At 12:55 09/07/02, Richard Russon wrote:
>There hasn't been a release of the NTFS tools for some time and Anton's
>mentioned that he'd like to push for a 2.0 release some time soon.
Yep. Although I should add here that I am going to go via a beta phase,
i.e. release 1.9.99beta or simillar first and if noone complains release
2.0.0 a few weeks later. Also before releasing the beta, I want the code to
be in freeze for a few weeks (at least the to be released code - other
utilities can continue development; to be released code can continue
develepment in a different CVS branch). During the freeze I envision
testing of the utilities to happen as well as possibly writing test
utilities for the library.
Please take my comments below as RFC, too. I am just saying what I think...
As usual I do so in a very long winded way and this post is now getting
close to winning the longest email ever prize. (-;
>I've got some ideas for changes, that I think we ought to do before we
>make a major release. Some are trivial, some will require a bit of thought.
Cool. I was hoping to get comments from as many people as possible so we
don't need another rewrite and a 3.0 release in a few months... (-;
>attrib.c is getting much too big. it's more than triple the size of
>anything else. I want to move the the runlist code into runlist.c
>(about a third of the code).
Great idea. I like the name. I take it you volunteer to do the split? (-;
btw. This is so obvious that it is silly to write it so I appologise in
advance, but please use a runlist.h header as well...
>Anton's done a great job of sorting out the APIs,
Thanks. (-:
>but there are a few places where the function naming isn't consistant.
Yes, I know. I have noticed that, too. It kind of just happened is the
explanation. I agree we need to work on that.
> e.g. ntfs_lookup_attr -> ntfs_attr_lookup, etc. It looks a bit reverse
> Polish, but the others are named that way.
Yes, I like that. First ntfs_, second the structure we operate on (here
attr_), then the operation name.
I would like to see that applied to all of the API functions. (Please only
ignore the remnants of the old library in attrib.c, i.e.
get_attrbibute_value and set_attribute_value and there were some others I
think, they are destined for /dev/null as soon as working replacements
exist and are in use throughout, I think we may have the replacements
already, just all users will need updating...)
>A few C things: Do we need to declare basic types as const in function
>declarations? e.g. function (const int i) The variable is passed by
>value, so it doesn't matter to the outside. Can any compilers do
>anything extra knowing the value is const?

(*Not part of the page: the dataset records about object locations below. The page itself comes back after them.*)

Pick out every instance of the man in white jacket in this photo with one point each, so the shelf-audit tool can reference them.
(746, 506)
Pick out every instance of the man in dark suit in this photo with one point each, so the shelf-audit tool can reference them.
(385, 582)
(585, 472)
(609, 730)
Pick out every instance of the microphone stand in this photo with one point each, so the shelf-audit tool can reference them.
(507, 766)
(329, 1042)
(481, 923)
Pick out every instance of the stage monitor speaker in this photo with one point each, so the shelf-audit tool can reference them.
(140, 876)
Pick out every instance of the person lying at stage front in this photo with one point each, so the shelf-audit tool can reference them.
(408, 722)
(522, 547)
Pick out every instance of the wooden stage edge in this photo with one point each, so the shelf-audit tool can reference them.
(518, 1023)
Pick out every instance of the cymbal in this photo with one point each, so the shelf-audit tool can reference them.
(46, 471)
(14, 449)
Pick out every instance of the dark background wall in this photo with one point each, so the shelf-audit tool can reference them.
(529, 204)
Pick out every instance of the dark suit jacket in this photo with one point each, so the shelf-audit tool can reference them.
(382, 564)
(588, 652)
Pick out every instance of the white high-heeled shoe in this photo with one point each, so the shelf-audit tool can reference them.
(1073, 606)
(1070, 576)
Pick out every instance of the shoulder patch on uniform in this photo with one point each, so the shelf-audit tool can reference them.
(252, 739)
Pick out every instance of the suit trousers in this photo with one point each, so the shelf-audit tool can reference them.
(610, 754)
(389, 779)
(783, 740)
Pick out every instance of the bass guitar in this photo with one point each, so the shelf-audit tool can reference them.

gcc-2.x doesn't take advantage of this (so I am told). Don't know about
gcc-3.x. I would like to have const everywhere possible in order to
emphasize the "IN" parameter type but it is not strictly necessary. Do you
have any particular reason not to want to put const? - I only don't put
const when the compiler complains about it and/or when I want to recycle a
variable...
The only thing gcc uses const for is to place static/global variables in
read-only memory so they physically cannot be written to at all which is nice.
>Do we _need_ to use "register" anywhere?
gcc-2.x completely ignores "register". Other compilers don't ignore it. We
don't strictly need to use it, but please keep the existing ones. There are
only 4 (or 5?) present and they are located in very specially chosen places
based on assembler level code optimizations.
>malloc/calloc/realloc/free. Can I rename these to ntfs_*? Then in
>debug we can easily intercept them and perform some memory tracking.
I would prefer not to. If we want to do something with memory we should do
it properly with ElectricFence or simillar tools. They are way more
powerful than we could ever make them without major efforts on our part
which would be a waste of our time IMO.
>Pointers. At the moment, we have control of all the source, but we have
>written a library. We need to check all pointers given to us from the
>outside.
Correct. I believe all externally accessible functions are checked.
Anywhere where they are not, I have missed something... I don't think there
will be too many instances where we need to modify this. There may be some
older functions but certainly all the new functions do all checking
possible. I have been paying a lot of attention to make sure of that. Note
in some places null checks do not exist but that is because the parameter
is allowed to be null...
Note I don't want to checking (beyond catching our own bugs) to
INTERNAL-flagged functions. The functions calling them should already have
done all checking necessary.
>What form should the checking take? if (!ptr) return error;
>or perhaps BUG_ON(!ptr);
IMO, a library should never, ever, do things like BUG(). A userspace
library or utility that crashes like that is a Bad Thing(TM).
if (!ptr) {
// do any necessary cleanup
errno = EINVAL;
return -1;
}
is the way to go for a library, i.e. always report errors via errno and
returning -1. Obviously EINVAL is only for generic parameters being wrong.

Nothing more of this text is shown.